JAK WALIZKA Z ODERWANĄ RĄCZKĄ…

newsempire24.com 1 dzień temu

—Tolek, nie przychodź już do mnie więcej. Dobrze? — poprosiłam spokojnie.

—Co masz na myśli? Dzisiaj nie przychodzić? — Tolek nie zrozumiał.

…Był wczesny poranek, stał już w przedpokoju, spiesząc się do pracy.

—Nie, w ogóle nie przychodź — doprecyzowałam.

—Hm… Co się stało, Danka? Więc dobrze, zadzwonię w południe — rzucił pośpiesznie, całując mnie w policzek, po czym wybiegł. Zamknęłam drzwi za nim. Odetchnęłam z ulgą.

…Długo zwlekałam, zanim to powiedziałam. Te słowa kosztowały mnie wiele. Tolek był mi niemal jak rodzony.
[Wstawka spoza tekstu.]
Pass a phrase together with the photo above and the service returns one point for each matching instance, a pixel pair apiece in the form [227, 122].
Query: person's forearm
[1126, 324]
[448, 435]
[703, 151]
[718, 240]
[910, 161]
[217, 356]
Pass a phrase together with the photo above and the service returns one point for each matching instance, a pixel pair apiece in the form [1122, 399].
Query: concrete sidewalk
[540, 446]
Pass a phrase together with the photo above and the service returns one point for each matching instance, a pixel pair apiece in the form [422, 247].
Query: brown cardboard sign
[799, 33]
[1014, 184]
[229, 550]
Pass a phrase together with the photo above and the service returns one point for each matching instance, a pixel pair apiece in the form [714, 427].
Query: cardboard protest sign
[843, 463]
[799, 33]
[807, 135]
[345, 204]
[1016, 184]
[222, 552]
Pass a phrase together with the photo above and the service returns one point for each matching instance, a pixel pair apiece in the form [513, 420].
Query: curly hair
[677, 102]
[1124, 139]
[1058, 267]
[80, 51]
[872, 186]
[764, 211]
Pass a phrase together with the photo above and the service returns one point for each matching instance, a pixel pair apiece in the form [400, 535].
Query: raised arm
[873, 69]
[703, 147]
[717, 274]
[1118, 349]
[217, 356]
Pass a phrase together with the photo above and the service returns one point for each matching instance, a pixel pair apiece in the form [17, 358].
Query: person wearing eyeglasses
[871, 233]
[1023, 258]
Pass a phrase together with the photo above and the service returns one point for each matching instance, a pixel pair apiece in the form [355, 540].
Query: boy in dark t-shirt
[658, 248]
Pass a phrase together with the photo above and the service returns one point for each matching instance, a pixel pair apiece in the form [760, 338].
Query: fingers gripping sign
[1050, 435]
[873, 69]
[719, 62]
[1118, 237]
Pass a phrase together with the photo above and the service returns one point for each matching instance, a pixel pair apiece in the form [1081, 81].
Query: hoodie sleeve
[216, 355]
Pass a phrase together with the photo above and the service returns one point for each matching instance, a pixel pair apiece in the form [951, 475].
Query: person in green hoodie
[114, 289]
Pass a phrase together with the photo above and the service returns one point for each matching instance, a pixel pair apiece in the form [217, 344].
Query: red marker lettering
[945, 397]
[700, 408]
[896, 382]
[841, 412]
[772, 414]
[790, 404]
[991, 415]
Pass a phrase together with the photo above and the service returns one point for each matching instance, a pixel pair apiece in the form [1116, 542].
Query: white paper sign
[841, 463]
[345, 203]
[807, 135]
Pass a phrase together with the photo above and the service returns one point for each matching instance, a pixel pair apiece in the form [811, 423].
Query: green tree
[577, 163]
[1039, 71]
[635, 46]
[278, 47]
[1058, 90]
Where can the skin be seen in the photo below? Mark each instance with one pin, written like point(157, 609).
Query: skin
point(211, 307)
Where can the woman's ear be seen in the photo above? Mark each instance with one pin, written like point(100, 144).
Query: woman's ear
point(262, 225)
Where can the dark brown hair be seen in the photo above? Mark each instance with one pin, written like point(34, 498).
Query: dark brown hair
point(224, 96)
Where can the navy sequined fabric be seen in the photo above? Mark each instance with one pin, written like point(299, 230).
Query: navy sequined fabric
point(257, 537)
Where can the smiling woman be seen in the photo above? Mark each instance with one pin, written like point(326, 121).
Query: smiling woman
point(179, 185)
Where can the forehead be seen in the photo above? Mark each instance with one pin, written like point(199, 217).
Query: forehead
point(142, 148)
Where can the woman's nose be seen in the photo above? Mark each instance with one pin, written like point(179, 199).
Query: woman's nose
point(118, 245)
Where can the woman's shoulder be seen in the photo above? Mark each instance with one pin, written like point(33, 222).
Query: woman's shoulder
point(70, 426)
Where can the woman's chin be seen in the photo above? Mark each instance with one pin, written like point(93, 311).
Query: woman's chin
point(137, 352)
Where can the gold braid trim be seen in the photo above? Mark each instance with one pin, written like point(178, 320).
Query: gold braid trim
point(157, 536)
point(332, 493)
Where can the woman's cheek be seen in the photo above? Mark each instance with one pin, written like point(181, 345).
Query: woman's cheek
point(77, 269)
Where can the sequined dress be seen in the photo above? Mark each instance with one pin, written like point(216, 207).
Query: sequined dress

Tej nocy byłam namiętna, nienasycona. Żegnałam się. On niczego nie podejrzewał, nie domyślił się. Tylko zdziwił się:

—Danka! Ależ dziś jesteś cudowna. Boska! Zawsze taka bądź! Kocham cię, malutka!

…Kiedyś przyjaźniliśmy się rodzinami. Ja, mój mąż Romek, Tolek i jego żona Wiórka (tak czule nazywał swoją Wandzię).

Młodość mieliśmy hałaśliwą, szaloną, bez trosk. Prawdę mówiąc, Tolek zawsze mi się podobał. Gdy kupowałam sukienkę, buty, torebkę, myślałam choć trochę o nim. Zastanawiałam się, czy spodoba mu się nowość. Wiórka była moją najbliższą przyjaciółką.

Ileż razem przeszliśmy! Nie da się opowiedzieć. Wiedziałam, iż Tolek do mnie wzdycha, ale trzymaliśmy dystans.

Na wspólnych spotkaniach delikatnie mnie obejmował, szeptał do ucha:

—Danko, tak mi cię brakowało!

Zresztą, myślę, iż gdy rodziny się przyjaźnią, zawsze są między nimi jakieś sympatie. Chodzi mi o to, iż mężczyźni lgną do kobiet i na odwrót. Człowiek ulega pokusom. Pewnie komuś ktoś bardzo się podoba, a ktoś inny kocha się w żonie przyjaciela. Dlatego się przyjaźnią. Do czasu… Nie wierzę w przyjaźń mężczyzny i kobiety. Pewnie między takimi „przyjaciółmi” było, jest, albo będzie łóżko. Prędzej czy później się „doprzyjaźnią”… To jak rozpalać ogień obok stogu siana. Prędzej czy później wszystko spłonie. Może są wyjątki. Rzadkie.

…Mój Romek cmokał głośno i zerkał na Wiórkę. Nieraz to zauważałam i dawałam mu kuksańca.

Śmiał się i wykręcał:

—Danka, nie pierdź głupot! Przecież się przyjaźnimy!

A potem, chichocząc, dodawał:

—Kto w grobie leży, ten nie zgrzeszy…

W Wandzi byłam pewna jak w sobie. Nie przekroczyłaby granicy. Ale mój Romek lubił zbierać maliny w cudzych ogrodach. Dlatego po dwudziestu latach rozwiedliśmy się. Ożenił się z jedną taką „malinką”, gdy zaczęła ględzić o potomku. Wtedy nasze dzieci już dawno opuściły dom. Spakowałam mu walizkę i pobłogosławiłam na nowy związek.

*„No i nadeszła ta samotność”* — martwiłam się na początku.

Wiórka z Tolkem często wpada—Danko, nie wiem, co bym bez ciebie zrobił — szepnął Tolek, gdy tego wieczoru przytulił mnie mocniej, a ja, patrząc w ciemność za oknem, pomyślałam, iż czasem serce staje się jak stary mebel — niby pamiątkę wyrzucić szkoda, ale i żyć z nim już niewygodnie.